Po drugiej wojnie światowej Polska znalazła się pod okupacją sowiecką. „Wprawdzie nie włączono nas do Związku Radzieckiego, ale byliśmy pod rządami uległymi całkowicie Moskwie, Polską rządzili komuniści. Aby pozbawić naród niepodległości na zawsze, Sowieci nie tylko uzależnili nas zupełnie od siebie gospodarczo i politycznie, ale postanowili zaszczepić w naszym narodzie ateizm, materializm komunistyczny” - wspomina ks. Sondej. „Na pierwszym planie postawili walkę z religią, Bogiem i Kościołem. W tym celu posłużyli się między innymi szkolnictwem. Jednak młodzież nie poddawała się. Uczniowie założyli podziemną organizację antykomunistyczną o nazwie Armia Demokratyczna. Miała walczyć przeciw komunistom i doprowadzić do prawdziwej niepodległości naszej Ojczyzny. Dzisiejsza młodzież mogłaby się od nich uczyć patriotyzmu i wierności Bogu, religijności, zamiłowania do wolności i patriotyzmu” - dodaje Ksiądz Infułat. „Współpracowałem z nimi, a także z innymi podziemnymi strukturami krajowego ruchu oporu. Gdybym nie został w pewnym momencie przeniesiony do Rzeszowa, to, jak wielu moich uczniów, zostałbym niebawem rozpracowany przez UB, aresztowany, sądzony i uwięziony. Na szczęście skończyło się tylko na kilku przesłuchaniach” - wspomina ks. Sondej.

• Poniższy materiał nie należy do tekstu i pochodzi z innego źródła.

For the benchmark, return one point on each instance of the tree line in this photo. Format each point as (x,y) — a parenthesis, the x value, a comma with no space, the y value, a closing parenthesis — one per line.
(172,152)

W 1948 r. rozpoczął pracę w Rzeszowie, gdzie został katechetą w II LO. Niebawem komuna wyrzuciła religię z liceów, a w październiku ks. Sondej został przeniesiony do Jarosławia. Ateizacja narastała. Na początku lat 50. ks. Sondej wrócił do Rzeszowa i został proboszczem parafii Chrystusa Króla. „Społeczeństwo cały czas żyło nadzieją, że wszystko się zmieni. Niestety, tak się nie stało. Polska była pod rządami komunistycznymi. Władza obsadzała naczelne stanowiska ludźmi niewierzącymi, nie pozwalała na budowę kościołów i kaplic. A nowe miasta i osiedla ciągle rosły. Kościół nie mógł nic zrobić, był skrępowany.
Zgodnie z zaleceniem bp. Tokarczuka, parafia miejska nie powinna liczyć więcej niż 10 tys. wiernych. Ks. Sondej podejmował wiele ryzykownych starań, by powstawały inne kościoły i parafie. „Komunistyczna władza nie chciała słyszeć o nowych obiektach kultu religijnego. Ludzie byli szykanowani, mnie często straszono i wzywano na przesłuchania” - wspomina ks. Sondej. Dzięki odwadze ks. Sondeja, oddaniu innych kapłanów, patriotycznej postawie wielu wiernych powstały wówczas zaczątki rzeszowskich kościołów i parafii: przy ul. Łabędziej, Jastrzębiej, Wita Stwosza, Krakowskiej i w Staroniwie Górnej.
„Przeżyłem kilka okresów: międzywojenny, okupacji niemieckiej i powojenne czasy panowania komunizmu. Wspominam je jako okresy bardzo trudne, kiedy patriotyzm był niszczony. Jednak bardzo wiele udało się nam ocalić. Bo patriotyzm był w nas. Życzyłbym potomnym, by oceniając czasy współczesne, mogli powiedzieć te same słowa” - kończy ks. inf. Józef Sondej.